After her death her brother John Eccleston, who had become a notable figure in the Worshipful Company of Goldsmiths, fell heavily into debt, not least to Sir Richard Martin, and was imprisoned in the Ludgate Prison. To effect his release he conveyed away his title in the priory manor of Elsham, North Lincolnshire, to the puritan minister Anthony Earbury. In 1608 Sir Richard, who had hoped to make the same arrangement for the settlement of Eccleston's debts to him, brought suit against Earbury. Eccleston returned to prison and died there, and Martin received £200 in repayment.

Her son Captain John Martin commanded the Benjamin under Drake in the 1585–1586 expedition.
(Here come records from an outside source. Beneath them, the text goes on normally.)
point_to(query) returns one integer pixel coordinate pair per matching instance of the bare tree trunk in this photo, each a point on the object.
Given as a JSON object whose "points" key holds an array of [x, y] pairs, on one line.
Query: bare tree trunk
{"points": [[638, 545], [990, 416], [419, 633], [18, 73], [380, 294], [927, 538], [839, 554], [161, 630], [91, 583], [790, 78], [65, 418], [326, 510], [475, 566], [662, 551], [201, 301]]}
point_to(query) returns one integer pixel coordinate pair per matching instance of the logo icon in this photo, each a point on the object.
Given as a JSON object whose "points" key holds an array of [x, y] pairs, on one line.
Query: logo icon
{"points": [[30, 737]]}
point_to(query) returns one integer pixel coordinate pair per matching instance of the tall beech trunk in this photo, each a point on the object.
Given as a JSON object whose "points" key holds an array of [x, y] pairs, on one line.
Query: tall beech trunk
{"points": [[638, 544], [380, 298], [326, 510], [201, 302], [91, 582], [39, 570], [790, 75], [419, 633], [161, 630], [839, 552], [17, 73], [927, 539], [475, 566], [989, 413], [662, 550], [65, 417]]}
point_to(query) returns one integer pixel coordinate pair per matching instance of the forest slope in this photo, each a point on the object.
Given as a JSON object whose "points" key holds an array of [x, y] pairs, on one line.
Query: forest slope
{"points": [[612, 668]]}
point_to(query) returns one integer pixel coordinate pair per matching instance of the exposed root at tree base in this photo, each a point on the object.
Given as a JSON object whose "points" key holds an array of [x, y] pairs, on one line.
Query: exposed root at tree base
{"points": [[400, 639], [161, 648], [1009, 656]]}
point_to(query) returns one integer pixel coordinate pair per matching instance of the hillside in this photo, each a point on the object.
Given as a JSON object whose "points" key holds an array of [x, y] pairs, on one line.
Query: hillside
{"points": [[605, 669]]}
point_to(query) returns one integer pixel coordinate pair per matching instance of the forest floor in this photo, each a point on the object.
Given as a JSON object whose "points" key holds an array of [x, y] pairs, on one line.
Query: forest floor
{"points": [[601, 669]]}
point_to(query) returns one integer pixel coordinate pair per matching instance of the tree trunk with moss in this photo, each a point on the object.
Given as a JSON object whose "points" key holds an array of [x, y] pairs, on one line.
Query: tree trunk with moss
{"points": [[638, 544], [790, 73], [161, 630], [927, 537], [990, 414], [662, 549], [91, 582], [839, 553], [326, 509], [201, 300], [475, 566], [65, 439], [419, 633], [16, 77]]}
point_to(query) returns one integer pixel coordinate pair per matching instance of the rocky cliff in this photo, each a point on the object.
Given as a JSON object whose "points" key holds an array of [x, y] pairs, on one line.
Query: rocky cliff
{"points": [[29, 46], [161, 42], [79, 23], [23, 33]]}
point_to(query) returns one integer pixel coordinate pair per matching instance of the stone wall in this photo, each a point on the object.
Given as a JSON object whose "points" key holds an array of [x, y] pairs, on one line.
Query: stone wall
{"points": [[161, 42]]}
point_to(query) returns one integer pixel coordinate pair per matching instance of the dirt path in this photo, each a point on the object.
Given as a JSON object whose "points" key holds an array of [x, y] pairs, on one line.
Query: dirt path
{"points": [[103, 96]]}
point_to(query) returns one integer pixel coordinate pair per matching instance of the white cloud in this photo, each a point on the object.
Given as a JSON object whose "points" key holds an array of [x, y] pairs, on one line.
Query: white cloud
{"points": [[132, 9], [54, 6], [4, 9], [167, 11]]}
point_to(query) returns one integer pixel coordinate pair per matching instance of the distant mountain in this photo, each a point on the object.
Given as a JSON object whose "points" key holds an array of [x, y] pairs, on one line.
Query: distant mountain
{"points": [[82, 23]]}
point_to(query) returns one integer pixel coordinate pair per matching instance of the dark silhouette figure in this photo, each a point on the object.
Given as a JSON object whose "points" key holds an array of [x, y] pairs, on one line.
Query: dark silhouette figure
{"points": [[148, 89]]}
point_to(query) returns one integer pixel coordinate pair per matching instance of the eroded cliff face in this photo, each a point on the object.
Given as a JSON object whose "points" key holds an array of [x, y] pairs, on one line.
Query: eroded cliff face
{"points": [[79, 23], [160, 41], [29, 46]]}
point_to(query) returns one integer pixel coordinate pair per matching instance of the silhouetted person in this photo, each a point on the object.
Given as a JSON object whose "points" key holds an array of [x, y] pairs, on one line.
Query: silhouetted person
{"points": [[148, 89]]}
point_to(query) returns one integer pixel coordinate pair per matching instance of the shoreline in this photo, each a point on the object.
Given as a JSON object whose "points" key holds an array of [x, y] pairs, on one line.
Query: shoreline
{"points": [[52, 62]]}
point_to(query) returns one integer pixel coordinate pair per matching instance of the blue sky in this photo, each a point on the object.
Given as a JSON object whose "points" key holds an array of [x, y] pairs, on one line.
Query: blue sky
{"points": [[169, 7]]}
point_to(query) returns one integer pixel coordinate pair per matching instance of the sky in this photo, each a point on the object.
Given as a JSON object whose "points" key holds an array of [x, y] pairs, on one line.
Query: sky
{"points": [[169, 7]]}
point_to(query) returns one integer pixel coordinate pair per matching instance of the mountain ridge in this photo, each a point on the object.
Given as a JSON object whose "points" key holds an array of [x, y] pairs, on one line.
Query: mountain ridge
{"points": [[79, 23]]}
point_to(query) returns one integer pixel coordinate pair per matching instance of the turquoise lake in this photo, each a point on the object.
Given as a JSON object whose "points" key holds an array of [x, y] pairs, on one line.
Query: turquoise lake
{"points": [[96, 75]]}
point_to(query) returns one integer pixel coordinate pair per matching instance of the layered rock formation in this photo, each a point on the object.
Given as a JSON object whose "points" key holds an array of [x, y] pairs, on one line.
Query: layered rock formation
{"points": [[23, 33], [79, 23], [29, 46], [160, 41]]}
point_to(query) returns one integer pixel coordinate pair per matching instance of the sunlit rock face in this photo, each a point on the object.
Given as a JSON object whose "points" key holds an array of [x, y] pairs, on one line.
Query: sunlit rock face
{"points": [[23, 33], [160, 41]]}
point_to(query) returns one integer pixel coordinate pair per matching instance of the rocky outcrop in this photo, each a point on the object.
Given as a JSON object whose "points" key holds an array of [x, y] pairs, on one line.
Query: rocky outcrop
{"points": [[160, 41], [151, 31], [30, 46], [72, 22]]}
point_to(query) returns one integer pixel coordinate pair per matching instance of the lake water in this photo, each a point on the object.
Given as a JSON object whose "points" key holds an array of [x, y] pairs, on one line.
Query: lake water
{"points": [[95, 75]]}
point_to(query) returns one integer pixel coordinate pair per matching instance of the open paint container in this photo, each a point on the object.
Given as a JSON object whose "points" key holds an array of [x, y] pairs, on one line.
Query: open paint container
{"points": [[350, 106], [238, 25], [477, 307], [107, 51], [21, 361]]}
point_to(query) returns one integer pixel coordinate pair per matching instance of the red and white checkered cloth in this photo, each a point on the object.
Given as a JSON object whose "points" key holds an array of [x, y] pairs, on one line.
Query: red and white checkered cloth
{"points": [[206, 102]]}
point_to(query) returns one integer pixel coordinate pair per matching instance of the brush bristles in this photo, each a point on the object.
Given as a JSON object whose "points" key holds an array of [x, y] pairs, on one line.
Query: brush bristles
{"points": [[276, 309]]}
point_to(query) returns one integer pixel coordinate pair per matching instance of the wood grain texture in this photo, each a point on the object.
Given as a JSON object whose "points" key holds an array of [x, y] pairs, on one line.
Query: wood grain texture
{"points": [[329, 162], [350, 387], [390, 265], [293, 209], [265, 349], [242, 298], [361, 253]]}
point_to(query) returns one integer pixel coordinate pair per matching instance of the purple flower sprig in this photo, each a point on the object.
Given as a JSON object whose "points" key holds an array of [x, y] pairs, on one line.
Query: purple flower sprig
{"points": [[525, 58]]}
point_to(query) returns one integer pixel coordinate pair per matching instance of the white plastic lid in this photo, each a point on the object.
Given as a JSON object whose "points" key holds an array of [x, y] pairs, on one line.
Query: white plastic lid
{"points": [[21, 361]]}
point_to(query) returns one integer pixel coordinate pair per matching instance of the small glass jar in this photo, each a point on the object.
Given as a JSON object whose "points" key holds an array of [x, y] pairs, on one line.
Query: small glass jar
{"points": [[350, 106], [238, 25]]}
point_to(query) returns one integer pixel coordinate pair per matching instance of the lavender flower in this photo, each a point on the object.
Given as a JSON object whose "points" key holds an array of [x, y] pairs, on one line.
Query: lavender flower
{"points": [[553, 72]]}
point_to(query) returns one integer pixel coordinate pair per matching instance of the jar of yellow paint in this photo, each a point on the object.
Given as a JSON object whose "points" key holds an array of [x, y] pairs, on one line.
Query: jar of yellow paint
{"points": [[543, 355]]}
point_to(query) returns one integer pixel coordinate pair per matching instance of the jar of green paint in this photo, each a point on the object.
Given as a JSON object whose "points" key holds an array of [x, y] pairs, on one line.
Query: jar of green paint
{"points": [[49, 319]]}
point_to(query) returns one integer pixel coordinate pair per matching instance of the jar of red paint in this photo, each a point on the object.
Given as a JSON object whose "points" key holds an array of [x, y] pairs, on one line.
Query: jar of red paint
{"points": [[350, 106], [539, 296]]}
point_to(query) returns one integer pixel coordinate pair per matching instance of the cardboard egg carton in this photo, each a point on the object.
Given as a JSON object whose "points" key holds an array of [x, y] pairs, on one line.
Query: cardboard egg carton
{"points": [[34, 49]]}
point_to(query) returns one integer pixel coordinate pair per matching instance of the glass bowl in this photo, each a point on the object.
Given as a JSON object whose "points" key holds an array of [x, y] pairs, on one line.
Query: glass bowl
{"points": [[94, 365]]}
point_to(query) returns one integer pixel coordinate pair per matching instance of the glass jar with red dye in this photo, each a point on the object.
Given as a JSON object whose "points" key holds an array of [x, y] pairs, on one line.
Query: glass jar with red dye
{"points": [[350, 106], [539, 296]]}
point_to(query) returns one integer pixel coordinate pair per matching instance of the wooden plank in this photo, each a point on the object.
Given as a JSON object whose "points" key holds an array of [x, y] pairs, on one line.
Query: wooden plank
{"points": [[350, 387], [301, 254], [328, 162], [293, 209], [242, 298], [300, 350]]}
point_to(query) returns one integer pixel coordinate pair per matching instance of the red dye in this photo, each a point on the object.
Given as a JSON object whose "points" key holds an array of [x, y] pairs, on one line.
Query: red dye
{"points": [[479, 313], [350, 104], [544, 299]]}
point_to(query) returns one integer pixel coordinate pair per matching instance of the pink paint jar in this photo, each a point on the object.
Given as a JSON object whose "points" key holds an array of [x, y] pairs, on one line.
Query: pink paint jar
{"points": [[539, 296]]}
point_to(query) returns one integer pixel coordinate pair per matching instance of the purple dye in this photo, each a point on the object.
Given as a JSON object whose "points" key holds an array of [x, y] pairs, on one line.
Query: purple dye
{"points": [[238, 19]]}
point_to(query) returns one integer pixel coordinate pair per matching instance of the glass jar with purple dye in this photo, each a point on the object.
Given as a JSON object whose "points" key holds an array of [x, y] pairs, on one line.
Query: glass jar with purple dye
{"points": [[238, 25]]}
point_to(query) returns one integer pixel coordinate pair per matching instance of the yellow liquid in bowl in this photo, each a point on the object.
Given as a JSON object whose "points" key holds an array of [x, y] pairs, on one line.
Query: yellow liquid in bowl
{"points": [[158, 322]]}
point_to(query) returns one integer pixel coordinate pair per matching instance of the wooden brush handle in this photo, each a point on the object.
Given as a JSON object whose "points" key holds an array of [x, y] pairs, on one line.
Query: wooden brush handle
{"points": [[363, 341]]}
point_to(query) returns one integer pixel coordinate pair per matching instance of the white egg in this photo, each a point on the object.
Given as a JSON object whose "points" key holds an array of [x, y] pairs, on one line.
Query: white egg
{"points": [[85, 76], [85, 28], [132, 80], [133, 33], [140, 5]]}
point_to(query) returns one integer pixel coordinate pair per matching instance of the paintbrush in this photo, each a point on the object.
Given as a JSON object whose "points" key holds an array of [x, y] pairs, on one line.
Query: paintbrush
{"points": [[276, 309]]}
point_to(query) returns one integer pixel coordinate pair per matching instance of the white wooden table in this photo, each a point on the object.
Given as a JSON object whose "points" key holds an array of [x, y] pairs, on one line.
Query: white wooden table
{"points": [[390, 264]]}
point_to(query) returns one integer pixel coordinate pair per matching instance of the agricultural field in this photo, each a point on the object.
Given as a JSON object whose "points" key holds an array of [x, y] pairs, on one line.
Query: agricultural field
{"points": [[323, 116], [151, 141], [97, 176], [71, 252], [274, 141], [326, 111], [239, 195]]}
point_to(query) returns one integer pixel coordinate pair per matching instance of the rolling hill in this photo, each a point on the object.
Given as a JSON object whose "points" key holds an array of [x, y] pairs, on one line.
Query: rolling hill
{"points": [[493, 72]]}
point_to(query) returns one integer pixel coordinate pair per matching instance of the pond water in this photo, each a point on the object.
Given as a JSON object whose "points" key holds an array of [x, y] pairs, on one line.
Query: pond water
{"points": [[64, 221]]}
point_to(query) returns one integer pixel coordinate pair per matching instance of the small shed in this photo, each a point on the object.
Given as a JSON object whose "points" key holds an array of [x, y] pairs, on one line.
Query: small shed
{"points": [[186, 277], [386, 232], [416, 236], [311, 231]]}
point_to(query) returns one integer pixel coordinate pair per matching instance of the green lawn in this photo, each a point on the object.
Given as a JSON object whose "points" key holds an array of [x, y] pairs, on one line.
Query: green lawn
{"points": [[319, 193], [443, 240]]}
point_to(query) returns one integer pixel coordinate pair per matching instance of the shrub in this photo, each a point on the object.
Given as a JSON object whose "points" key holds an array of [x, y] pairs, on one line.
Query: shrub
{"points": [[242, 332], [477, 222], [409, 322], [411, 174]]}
On his return, John Martin married Mary Brandon (born 1566), daughter of Robert Brandon, Chamberlain of London, on 23 May 1586 at St Vedast, Foster Lane. John Martin became a Councilman of the Jamestown Colony of Virginia in 1607 and was the proprietor of Martin's Brandon Plantation on the south bank of the James River, apparently named after his wife's family.

Another son, Richard (died 1616), served with his father as a master-worker at the mint from 1599 to 1607.

Her daughter Dorcas married Sir Julius Caesar, later Chancellor of the Exchequer and Master of the Rolls under James I.

A two-sided silver portrait medallion of Martin and her husband by Steven van Herwijck dated 1562 is in the British Museum. The reverse portrait is inscribed "DORCAS EGLESTONE VX RICHARD MARTIN ÆT 25" (Dorcas Eglestone, wife of Richard Martin, 25 years old).